One can also ask which topics are most relevant to a given word. This gives the contexts in which a particular word is used in the corpus. Let's take the word "anthropomorphism" for example and see which topics are related to this word. To this we use sim_word_top:

$ v.sim_word_top('anthropomorphism')
Sorted by Word Similarity
Topic Words
76 behavior, psychology, cognitive, mental, human, mind, psychological, attention, imagery, animals
19 god, divine, world, human, religion, theological, power, christian, creation, nature
31 world, one, reality, within, experience, process, human, time, self, individual
... .........

Topic 76 looks phycology, whereas topic 19 is about theology. So we see that "anthropomorphism" is discussed at least in these two contexts. This makes sense, for in phycology it is often discussed whether one can legitimately project human abilities to animals, whereas in theology the anthropomorphism has been a traditional contention in the god-human relationship.

Cluster topics

When there are lot of topics, one may have a group of related topics. In such cases, it is useful to see clusters of topics. Our LDA viewer supports k-means, spectral clustering and affinity propagation as clustering algorithms. For a description of each algorithm see e.g. here.
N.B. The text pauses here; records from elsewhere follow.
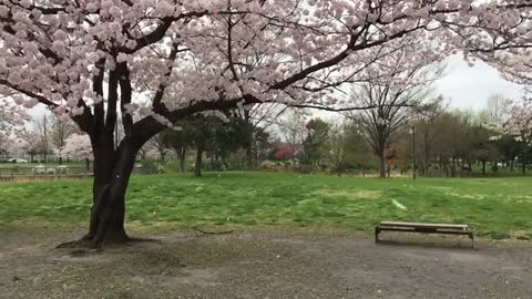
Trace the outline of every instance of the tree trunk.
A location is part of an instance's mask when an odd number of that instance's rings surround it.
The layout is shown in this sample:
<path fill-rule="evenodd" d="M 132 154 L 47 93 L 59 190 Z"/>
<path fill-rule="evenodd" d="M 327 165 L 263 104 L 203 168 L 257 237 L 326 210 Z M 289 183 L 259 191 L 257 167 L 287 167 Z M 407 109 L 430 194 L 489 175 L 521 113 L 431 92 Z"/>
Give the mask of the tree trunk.
<path fill-rule="evenodd" d="M 178 150 L 178 158 L 180 158 L 180 172 L 185 173 L 185 159 L 186 159 L 186 147 L 181 147 Z"/>
<path fill-rule="evenodd" d="M 385 151 L 379 153 L 379 177 L 386 177 L 386 157 Z"/>
<path fill-rule="evenodd" d="M 203 148 L 198 147 L 196 151 L 196 163 L 194 164 L 195 176 L 202 176 L 202 157 L 203 157 Z"/>
<path fill-rule="evenodd" d="M 457 158 L 452 157 L 451 177 L 457 177 Z"/>
<path fill-rule="evenodd" d="M 249 144 L 246 146 L 247 169 L 253 169 L 253 146 Z"/>
<path fill-rule="evenodd" d="M 166 153 L 165 153 L 164 151 L 160 151 L 160 152 L 158 152 L 158 155 L 160 155 L 160 159 L 158 159 L 158 161 L 160 161 L 161 163 L 164 163 L 164 157 L 166 156 Z"/>
<path fill-rule="evenodd" d="M 116 151 L 106 145 L 94 152 L 93 206 L 89 233 L 82 240 L 91 247 L 125 243 L 125 192 L 137 148 L 123 141 Z"/>

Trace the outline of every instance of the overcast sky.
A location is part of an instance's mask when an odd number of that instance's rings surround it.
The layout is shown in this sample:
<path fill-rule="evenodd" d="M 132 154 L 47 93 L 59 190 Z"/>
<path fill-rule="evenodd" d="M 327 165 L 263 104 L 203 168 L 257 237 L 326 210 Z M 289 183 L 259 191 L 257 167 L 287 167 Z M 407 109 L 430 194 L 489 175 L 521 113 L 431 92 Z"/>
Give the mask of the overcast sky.
<path fill-rule="evenodd" d="M 453 55 L 447 60 L 446 76 L 436 83 L 436 92 L 449 100 L 451 107 L 481 110 L 485 107 L 488 97 L 495 93 L 513 100 L 520 99 L 523 86 L 503 80 L 499 72 L 487 63 L 478 61 L 473 66 L 469 66 L 461 55 Z M 44 107 L 39 106 L 31 114 L 40 115 L 43 112 Z"/>
<path fill-rule="evenodd" d="M 518 100 L 523 86 L 503 80 L 499 72 L 484 62 L 478 61 L 469 66 L 461 55 L 447 60 L 446 76 L 436 84 L 436 92 L 450 100 L 452 107 L 483 109 L 491 94 L 502 94 Z"/>

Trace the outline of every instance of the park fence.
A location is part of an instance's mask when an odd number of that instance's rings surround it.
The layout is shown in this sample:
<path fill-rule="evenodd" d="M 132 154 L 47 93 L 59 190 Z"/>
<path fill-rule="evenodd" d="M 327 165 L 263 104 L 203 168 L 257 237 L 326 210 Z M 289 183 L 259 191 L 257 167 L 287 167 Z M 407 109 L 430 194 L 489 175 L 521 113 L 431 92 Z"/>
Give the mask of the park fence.
<path fill-rule="evenodd" d="M 133 174 L 149 175 L 157 173 L 152 167 L 135 166 Z M 47 166 L 38 165 L 24 167 L 18 165 L 0 165 L 0 182 L 23 182 L 23 181 L 57 181 L 75 179 L 94 176 L 92 169 L 83 166 Z"/>

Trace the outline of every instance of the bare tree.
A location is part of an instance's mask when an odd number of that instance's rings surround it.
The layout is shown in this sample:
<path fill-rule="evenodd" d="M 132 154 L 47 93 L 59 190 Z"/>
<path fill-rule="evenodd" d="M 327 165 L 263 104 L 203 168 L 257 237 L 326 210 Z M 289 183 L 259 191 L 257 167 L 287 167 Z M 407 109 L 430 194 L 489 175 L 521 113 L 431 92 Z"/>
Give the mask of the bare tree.
<path fill-rule="evenodd" d="M 393 71 L 392 78 L 372 80 L 354 89 L 350 101 L 369 109 L 347 115 L 360 125 L 378 156 L 380 177 L 386 177 L 386 150 L 393 135 L 410 117 L 427 109 L 424 102 L 431 94 L 430 83 L 441 71 L 418 64 L 406 71 Z"/>
<path fill-rule="evenodd" d="M 39 134 L 39 152 L 43 155 L 44 163 L 48 163 L 48 155 L 52 152 L 51 126 L 52 116 L 44 114 L 33 122 L 34 128 Z"/>
<path fill-rule="evenodd" d="M 59 164 L 62 164 L 62 151 L 66 145 L 66 138 L 73 133 L 78 133 L 78 127 L 71 120 L 62 121 L 53 116 L 50 121 L 52 122 L 50 125 L 51 145 L 59 154 Z"/>
<path fill-rule="evenodd" d="M 436 124 L 447 107 L 448 105 L 443 103 L 443 97 L 440 95 L 428 105 L 428 109 L 416 116 L 415 133 L 419 136 L 419 142 L 416 144 L 419 151 L 416 152 L 420 155 L 417 159 L 420 162 L 421 175 L 429 175 L 436 138 L 441 133 L 441 126 Z M 411 143 L 408 142 L 408 144 Z M 411 150 L 411 146 L 409 147 Z"/>
<path fill-rule="evenodd" d="M 491 127 L 500 127 L 511 105 L 512 100 L 499 93 L 492 94 L 488 97 L 487 107 L 480 113 L 480 121 Z"/>

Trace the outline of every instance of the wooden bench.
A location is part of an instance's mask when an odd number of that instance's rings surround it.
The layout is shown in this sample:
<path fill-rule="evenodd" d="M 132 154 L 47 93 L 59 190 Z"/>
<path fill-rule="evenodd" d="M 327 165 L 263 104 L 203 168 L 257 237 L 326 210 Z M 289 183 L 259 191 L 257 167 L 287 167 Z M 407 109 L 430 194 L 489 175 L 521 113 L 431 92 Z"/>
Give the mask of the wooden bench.
<path fill-rule="evenodd" d="M 375 227 L 375 243 L 379 241 L 379 234 L 380 231 L 385 230 L 423 234 L 468 235 L 471 239 L 471 247 L 474 248 L 474 231 L 470 229 L 468 225 L 381 221 Z"/>

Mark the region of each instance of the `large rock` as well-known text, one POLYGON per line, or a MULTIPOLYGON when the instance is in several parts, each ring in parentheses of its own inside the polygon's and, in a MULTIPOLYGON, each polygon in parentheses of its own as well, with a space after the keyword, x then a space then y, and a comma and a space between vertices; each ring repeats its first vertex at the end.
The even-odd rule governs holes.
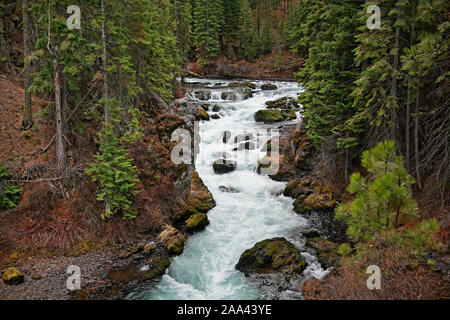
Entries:
POLYGON ((306 242, 308 247, 316 250, 317 258, 323 268, 328 269, 339 262, 337 253, 339 245, 323 238, 312 238, 306 242))
POLYGON ((280 122, 284 121, 284 117, 280 110, 259 110, 255 113, 255 121, 265 123, 280 122))
POLYGON ((253 273, 279 272, 286 276, 302 273, 307 263, 300 251, 285 238, 274 238, 258 242, 240 257, 236 269, 246 276, 253 273))
POLYGON ((205 120, 205 121, 210 120, 208 112, 206 112, 206 110, 203 107, 198 107, 198 112, 200 113, 201 120, 205 120))
POLYGON ((170 254, 180 255, 183 253, 186 237, 174 227, 167 226, 158 236, 158 239, 170 254))
POLYGON ((261 90, 263 91, 270 91, 270 90, 277 90, 278 87, 271 83, 265 83, 261 86, 261 90))
POLYGON ((267 101, 266 106, 269 109, 299 109, 300 105, 292 98, 284 97, 274 101, 267 101))
POLYGON ((234 138, 234 143, 250 141, 250 140, 253 140, 253 139, 254 139, 253 133, 244 133, 244 134, 237 135, 234 138))
POLYGON ((188 219, 191 215, 202 212, 207 213, 216 206, 212 193, 205 186, 203 180, 194 171, 189 186, 189 195, 186 201, 181 201, 174 208, 173 220, 181 222, 188 219))
POLYGON ((296 118, 297 118, 297 114, 295 113, 295 109, 259 110, 258 112, 255 113, 255 121, 256 122, 264 122, 264 123, 295 120, 296 118))
POLYGON ((311 176, 290 181, 284 189, 283 195, 296 199, 294 211, 298 214, 332 210, 337 204, 333 191, 322 186, 311 176))
POLYGON ((12 267, 5 270, 2 278, 7 285, 18 285, 23 282, 25 276, 19 269, 12 267))
POLYGON ((186 230, 191 233, 202 231, 207 225, 209 220, 206 213, 195 213, 186 220, 186 230))
POLYGON ((230 88, 250 88, 255 90, 256 89, 256 85, 254 83, 251 82, 230 82, 228 84, 228 86, 230 88))
POLYGON ((226 159, 219 159, 214 161, 213 163, 214 172, 217 174, 232 172, 236 170, 236 167, 237 167, 236 162, 226 159))

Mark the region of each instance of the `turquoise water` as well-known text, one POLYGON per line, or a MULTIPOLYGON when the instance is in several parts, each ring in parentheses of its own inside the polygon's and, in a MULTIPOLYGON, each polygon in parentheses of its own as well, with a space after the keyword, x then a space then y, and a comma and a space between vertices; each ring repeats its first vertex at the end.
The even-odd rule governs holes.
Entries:
MULTIPOLYGON (((196 168, 217 206, 208 213, 211 224, 188 238, 183 254, 173 259, 168 272, 156 285, 140 294, 144 299, 258 299, 258 288, 234 268, 240 255, 258 241, 288 236, 307 223, 292 211, 293 200, 280 195, 285 183, 256 173, 258 159, 265 154, 260 151, 261 147, 276 133, 266 131, 268 126, 257 124, 253 119, 256 111, 265 108, 266 101, 296 97, 300 88, 296 83, 272 82, 279 89, 263 92, 258 89, 261 82, 255 83, 254 98, 236 102, 216 100, 214 103, 221 107, 222 118, 200 124, 196 168), (222 142, 225 130, 232 133, 227 144, 222 142), (233 152, 234 137, 243 133, 253 133, 259 146, 253 151, 233 152), (237 170, 216 175, 212 163, 224 152, 237 161, 237 170), (219 190, 220 186, 233 187, 238 192, 224 193, 219 190)), ((220 90, 213 90, 212 99, 220 97, 220 90)))

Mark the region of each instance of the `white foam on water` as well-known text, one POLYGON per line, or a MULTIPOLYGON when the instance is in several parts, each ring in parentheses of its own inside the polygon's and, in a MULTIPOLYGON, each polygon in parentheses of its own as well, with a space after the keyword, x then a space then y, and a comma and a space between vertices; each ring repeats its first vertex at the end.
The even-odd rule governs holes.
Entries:
MULTIPOLYGON (((187 79, 189 82, 227 83, 224 80, 187 79)), ((275 91, 261 91, 257 85, 254 97, 244 101, 221 101, 216 91, 213 98, 224 115, 220 120, 200 124, 200 154, 196 168, 217 206, 208 213, 211 224, 202 232, 190 236, 181 256, 175 257, 166 275, 143 295, 145 299, 258 299, 258 289, 235 269, 240 255, 258 241, 273 237, 288 237, 307 221, 292 210, 293 199, 280 196, 285 183, 275 182, 256 173, 258 159, 264 156, 261 145, 268 136, 261 134, 261 124, 254 113, 265 108, 265 102, 285 96, 296 98, 300 88, 292 82, 271 82, 275 91), (232 136, 222 142, 224 131, 232 136), (253 133, 261 137, 255 150, 233 151, 235 136, 253 133), (212 163, 219 153, 238 163, 236 171, 214 174, 212 163), (219 187, 233 187, 236 193, 221 192, 219 187)), ((215 90, 215 89, 213 89, 215 90)), ((297 120, 298 121, 298 120, 297 120)), ((320 277, 323 271, 313 256, 307 273, 320 277)))

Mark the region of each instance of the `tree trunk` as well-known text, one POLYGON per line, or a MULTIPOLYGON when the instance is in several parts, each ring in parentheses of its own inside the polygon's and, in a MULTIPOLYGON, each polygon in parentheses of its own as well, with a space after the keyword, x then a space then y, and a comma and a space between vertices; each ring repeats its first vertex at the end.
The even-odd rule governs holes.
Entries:
POLYGON ((53 53, 53 72, 55 80, 55 113, 56 113, 56 159, 58 160, 60 173, 67 169, 66 146, 64 144, 63 110, 61 103, 61 80, 58 63, 58 48, 53 53))
MULTIPOLYGON (((393 63, 393 69, 394 69, 394 75, 392 77, 392 88, 391 88, 391 94, 395 101, 395 104, 397 104, 398 98, 397 98, 397 72, 398 72, 398 65, 399 65, 399 47, 400 47, 400 29, 397 27, 395 29, 395 45, 394 45, 394 63, 393 63)), ((394 108, 394 110, 391 110, 391 139, 394 141, 397 137, 397 108, 394 108)), ((397 146, 399 148, 400 146, 397 146)))
POLYGON ((23 46, 24 46, 24 63, 25 63, 25 105, 23 110, 23 130, 29 130, 33 127, 33 115, 31 111, 31 62, 30 58, 30 17, 29 3, 27 0, 23 2, 23 46))
POLYGON ((0 7, 0 64, 2 62, 9 62, 8 45, 3 36, 3 33, 5 32, 3 20, 4 20, 3 7, 0 7), (4 61, 2 61, 2 60, 4 60, 4 61))
POLYGON ((103 103, 105 104, 105 123, 108 124, 111 122, 111 112, 109 110, 108 103, 108 72, 107 72, 107 60, 106 60, 106 15, 105 15, 105 0, 101 0, 102 4, 102 43, 103 43, 103 56, 102 56, 102 64, 103 64, 103 103))
POLYGON ((419 168, 419 104, 420 104, 420 96, 419 94, 417 94, 416 114, 414 119, 414 152, 416 155, 417 184, 419 186, 419 189, 422 190, 422 182, 420 181, 420 168, 419 168))

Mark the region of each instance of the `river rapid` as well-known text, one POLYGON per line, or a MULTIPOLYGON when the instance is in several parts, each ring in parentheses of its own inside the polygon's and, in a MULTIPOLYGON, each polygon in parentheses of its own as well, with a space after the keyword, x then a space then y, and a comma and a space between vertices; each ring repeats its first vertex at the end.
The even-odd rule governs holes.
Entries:
MULTIPOLYGON (((308 221, 293 212, 293 199, 284 197, 284 182, 276 182, 268 176, 257 174, 258 160, 264 157, 262 146, 276 134, 280 124, 263 125, 255 122, 254 114, 265 109, 265 103, 282 97, 297 98, 301 88, 294 82, 270 82, 278 89, 263 91, 264 81, 252 81, 256 85, 253 97, 242 100, 222 100, 222 92, 228 84, 225 80, 187 79, 188 82, 207 82, 210 94, 208 103, 220 107, 220 119, 200 123, 199 154, 196 168, 216 200, 217 206, 208 213, 210 225, 202 232, 189 236, 184 252, 173 262, 162 279, 150 288, 135 294, 135 299, 147 300, 249 300, 269 299, 273 296, 261 290, 257 281, 246 278, 235 269, 240 255, 258 241, 274 237, 286 237, 304 252, 304 239, 297 230, 308 221), (224 131, 231 132, 231 139, 223 143, 224 131), (235 137, 253 134, 255 150, 233 151, 235 137), (212 163, 223 154, 237 162, 237 169, 218 175, 212 163), (228 191, 224 192, 225 188, 228 191)), ((192 96, 195 100, 195 97, 192 96)), ((300 113, 291 125, 299 123, 300 113)), ((309 263, 305 277, 321 278, 326 274, 317 259, 302 253, 309 263)), ((304 279, 304 278, 303 278, 304 279)), ((293 286, 298 287, 298 285, 293 286)), ((278 290, 276 290, 278 291, 278 290)), ((300 299, 301 293, 287 288, 277 298, 300 299)))

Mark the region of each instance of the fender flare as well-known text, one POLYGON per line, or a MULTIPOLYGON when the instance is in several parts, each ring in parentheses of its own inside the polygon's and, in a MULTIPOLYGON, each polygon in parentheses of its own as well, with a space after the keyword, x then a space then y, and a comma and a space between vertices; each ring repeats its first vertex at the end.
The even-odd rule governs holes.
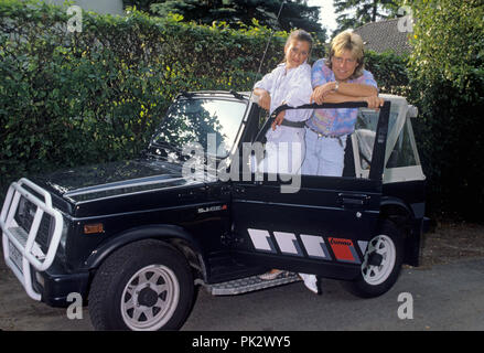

Here we use k-means to illustrate topic clusters in our LDA model. k-means algorithm requires cluster number to be fixed. We choose 10 clusters.

$ cls = v.cluster_topics(method='k-means', n_clusters=10)
Initialization complete
Iteration 0, inertia 149.883810088
Iteration 1, inertia 84.901591324
Iteration 2, inertia 84.7033890556
Iteration 3, inertia 84.4245218161
Converged to similar centers at iteration 3

cls now contains a list of 10 clusters:

$ cls
[[19, 23, 31, 69, 83],
 [4, 7, 10, 13, 18, 27, 34, 35, 50, 53, 57, 59, 61, 86, 98],
 [1, 6, 9, 40, 47, 48, 52, 70, 82, 88, 91],
 [2, 21, 28, 51, 72, 75, 79, 93],
 [15, 24, 30, 45, 58, 65, 81, 85, 87],
 [5, 12, 42, 46, 55, 64, 84, 90],
 [11, 16, 17, 20, 29, 33, 38, 41, 43, 44, 56, 63, 66, 67, 74, 77, 78, 96],
 [8, 32, 36, 49, 73, 76, 80, 92, 97, 99],
 [0, 14, 25, 26, 39, 62, 89, 94, 95],
 [3, 22, 37, 54, 60, 68, 71]]

One can look at each cluster by using topics function:

$ v.topics(k_indices=cls[0])
Topics Sorted by Index
Topic Words
19 god, divine, world, human, religion, theological, power, christian, creation, nature
23 possible, worlds, world, modal, true, object, w, actual, objects, kripke
31 world, one, reality, within, experience, process, human, time, self, individual
69 god, theism, hartshorne, evil, world, universe, existence, chisholm, whitehead, process
83 descartes, god, leibniz, spinoza, substance, ideas, mind, malebranche, nature, substances

Which looks like a mixture of theological / modern philosophy and possible world semantics. As another example, let's look at cluster 5:

$ v.topics(k_indices=cls[5])
Topics Sorted by Index
Topic Words
5 x, y, f, 0, set, n, algebra, b, c, function
12 x, set, theory, sets, y, frege, type, ph, f, axiom
42 mathematics, mathematical, proof, godel, numbers, hilbert, logic, brouwer, intuitionistic, arithmetic
46 logic, logical, reasoning, formal, calculus, rules, inference, default, ai, form
55 p, 1, b, 2, 3, see, 4, two, following, section
64 probability, evidence, e, h, probabilities, hypothesis, hypotheses, inductive, induction, p
84 logic, ph, m, b, l, g, formula, formulas, logics, semantics
90 b, p, belief, lewis, conditional, set, conditionals, k, w, probability

which forms a more coherent cluster relating to logics / formal epistemology.

Note: the clustering algorithms used in our viewer are stochastic, so you should expect to get different clusterings each time you execute the function.